Due giorni fa era stata ritrovata anche Amina che aveva con se una bambina di pochi mesi, probabilmente sua figlia. Per 2 anni prigioniera Boko Haram.
Si apre una breccia di speranza per la liberazione di un'altra studentessa delle oltre 200 rapite due anni fa da Boko Haram. A due giorni dal ritrovamento della 19enne Amina Ali Nkeki che vagava nella foresta di Sambisa, considerata la roccaforte dei Boko Haram, arriva infatti la notizia di un'altra studentessa che sarebbe stata liberata. Sono ancora pochissimi i dettagli ma resta la speranza che anche altre ragazze siano state rilasciate dagli integralisti islamici.
Serak Luka la ragazza ritrovata ieri |
Le giovani facevano parte delle 276 studentesse della scuola superiore di Chibok, nello Stato nord-orientale del Borno, presa d'assalto dal gruppo jihadista il 14 aprile 2014. Poche ore dopo il sequestro, decine di studentesse riuscirono a fuggire, ma di 219 non si seppe più nulla fino al mese scorso, quando un video mostrò le immagini di alcune di loro ancora in vita.
Per due di loro la sorte è stata benevola, ma forse, nella foresta, potrebbero esserci altre ragazze. Amina è stata trovata con un bambino di pochi mesi ed un uomo, arrestato, perché ritenuto il jihadista a cui Amina era stata concessa in sposa, in nome della sua fedeltà alla causa. Della seconda ragazza liberata non si conosce invece ancora l'identità. Quel che è certo è che Amina ha raccontato che alcune ragazze sono morte, ma altre sono ancora in mano ai terroristi. E non è escluso che alcune di loro siano riuscite a fuggire.

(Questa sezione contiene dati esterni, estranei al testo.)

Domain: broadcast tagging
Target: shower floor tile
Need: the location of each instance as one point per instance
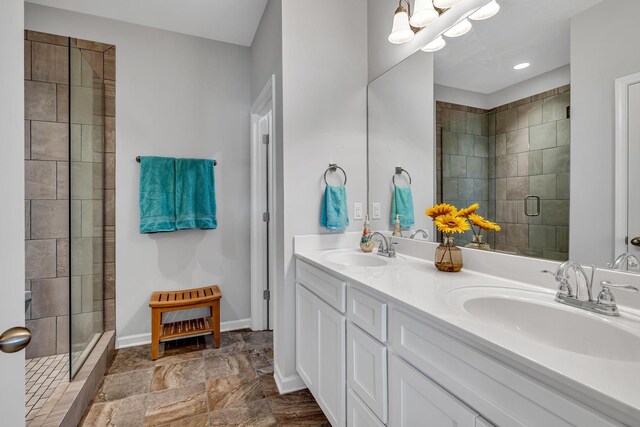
(42, 376)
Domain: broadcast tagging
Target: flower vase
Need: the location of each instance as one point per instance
(448, 256)
(477, 243)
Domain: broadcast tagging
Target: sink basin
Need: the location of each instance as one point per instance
(536, 316)
(357, 260)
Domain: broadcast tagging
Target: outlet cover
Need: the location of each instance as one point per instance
(375, 207)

La vicenda delle studentesse di Chibok ha suscitato un'ondata di commozione internazionale che ha portato tra l'altro alla campagna "Bring Back Our Girls" sui social, alla quale hanno aderito anche Michelle Obama e la pakistana Malala Yousafzai, Premio Nobel per la pace. E i fallimenti del governo e dell'esercito su questo fronte sono stati probabilmente all'origine della sconfitta elettorale del presidente Goodluck Jonathan lo scorso anno.

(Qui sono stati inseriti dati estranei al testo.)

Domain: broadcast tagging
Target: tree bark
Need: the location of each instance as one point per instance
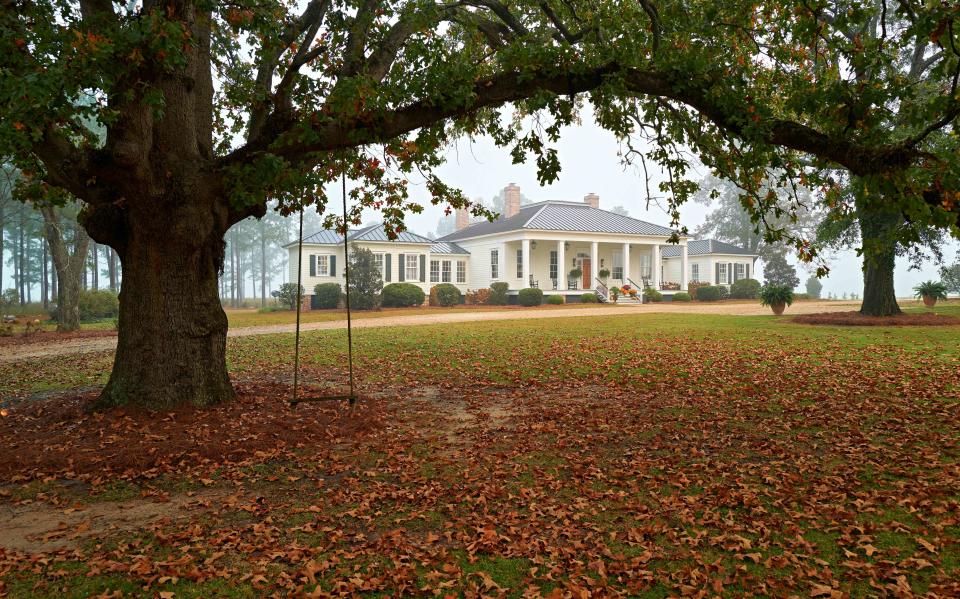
(68, 267)
(112, 269)
(172, 331)
(263, 263)
(877, 230)
(94, 267)
(21, 275)
(44, 289)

Si ipotizza che Boko Haram abbia rapito molte migliaia di ragazzi e ragazze nella sua guerra di indipendenza dallo Stato centrale, in nome dell'autoproclamato Califfato islamico, che in sette anni ha provocato oltre ventimila morti. L'esercito, sostenuto anche da una coalizione multinazionale, è riuscito progressivamente a cacciare i terroristi dalle città, costringendoli a rifugiarsi nella foresta. La risposta, però, è stata il sempre più massiccio ricorso agli attentati kamikaze contro obiettivi civili.